Золото… Изменчивый кровавый металл, неверный и лживый. В этом вся она — ослепительная и обманчивая, ведущая за собой во тьму, в бездну.
— Я тоже.
— Ну же, душа моя! Улыбнись! — улыбка — не золотая, а карминно-алая — коснулась ее губ, пальцы ободряюще огладили плечи, а сама она прислонилась к стулу, склонившись к дочери: — Ты будешь самой прекрасной, а этот день — твоим! Все поклоны, восторги, вся музыка — твоя и в твою честь! Это ли не чудесно?
Дрожь брезгливости и злости пробежала по рукам. Губы Иришь дрогнули, и она попыталась улыбнуться:
— Чудесно, мама. Я ужасно рада.
И ведь верно! Действительно — ужасно.
Айори выпрямилась. Отошла на шаг, окидывая ее взглядом… и Иришь увидела то, что заставило ее похолодеть. Увидела самое чудовищное, самое невозможное, что только можно увидеть — и чего бы лучше бы никогда не видела и не знала!
Иришь увидела в ее глазах любовь.
Любовь! Все, что Айори делает и когда-либо делала, сделано не для себя — для них! Все ее лицемерие, вся эта игра масок и лживость только для того, чтобы сделать их счастливыми!
Только что она, слышащая только себя, может знать о счастье других?
Леди-правительница бесконечно ласково погладила Иришь по плечам, улыбнулась и сказала:
— Все будет прекрасно, душа моя. О таком мы не могли и мечтать! Я обещаю.
Напоследок сжав ее плечи, Айори развернулась — и, всплеснув золотистым подолом платья, покинула будуар.
Иришь не сводила взгляда с ее отражения, исчезающего в зеркальной дали. И, не удержавшись, обернулась — сама не зная, зачем.
— Леди-леди! — защебетали испуганные фрейлины, о которых она уже успела позабыть. — Не шевелитесь! Не делайте таких порывистых движений! Будьте осмотрительны! Ваша прическа, Ваше платье!..
Внезапное раздражение, усиленное не проходящей мигренью и коротким разговором с матерью, захлестнуло ее с головой. Пальцы сжались уже не нервно и отчаянно, а в попытке сдержать переполняющий гнев.
— Прочь, — негромко сказала Иришь, прикрыв глаза. Молоточки мигрени уже ударяли в виски, заставляя ее морщиться и прикусывать губу в надежде заглушить одну боль другой.
— Прочь! — рявкнула она, громче и злее, когда фрейлины даже не шелохнулись. — Немедленно! Я не ясно выражаюсь?
Ставший жестоким и злым голос заставил фрейлин занервничать и засомневаться, но не исполнить приказ.
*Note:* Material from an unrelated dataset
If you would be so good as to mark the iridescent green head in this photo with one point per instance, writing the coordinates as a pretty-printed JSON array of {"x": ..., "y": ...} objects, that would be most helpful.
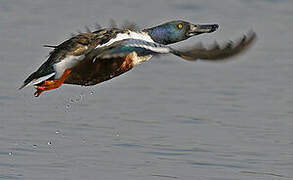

— Нам велено… — нерешительно начала одна из девушек — та, что занималась ее прической, с серебреными ножницами — но, встретившись с уже не мглисто-туманным, а ледяным до прозрачности и ясности северных вод взглядом, осеклась. И, почтительно склонив голову, молча покинула будуар.
Иришь с ненавистью взглянула на свое отражение. Из зеркала на нее смотрела не она сама, а кто-то другой. Хотелось сорвать с себя платье, растрепать кудри, вырвав из сложной прически все шпильки и гребни, смыть белила…
Хотелось, но нельзя. Потому что с Айори бессмысленно воевать. Она ослеплена своей любовью и пойдет на все, на любую жестокость, только бы добиться для них счастья. Даже против их воли.
Иришь коснулась зеркала, соприкасаясь кончиками пальцев с той, кто смотрела на нее оттуда
«Бессмысленно воевать…»
Пальцы медленно заскользили вниз, не размыкая странного прикосновения.
Да, бессмысленно. Сейчас — бессмысленно. Но если она станет женой Эрелайна… больше Айори не сможет ей приказывать. И Иришь получит свободу.
«Свободу»!.. Какую свободу! Что за насмешка?!
Ногти скрежетнули по зеркалу, бессильно и отчаянно, и Иришь отдернула руку.
Даже если она не ошиблась в Эрелайне, и он действительно из тех, кто может дать ей свободу, какой от нее прок, когда тьма завладеет им без остатка?! Когда он сам станет тьмой?
И когда ночь, выплеснувшаяся ясным полднем, захлестнет Драконьи Когти, обрекая на забвение все, до чего сможет дотянуться?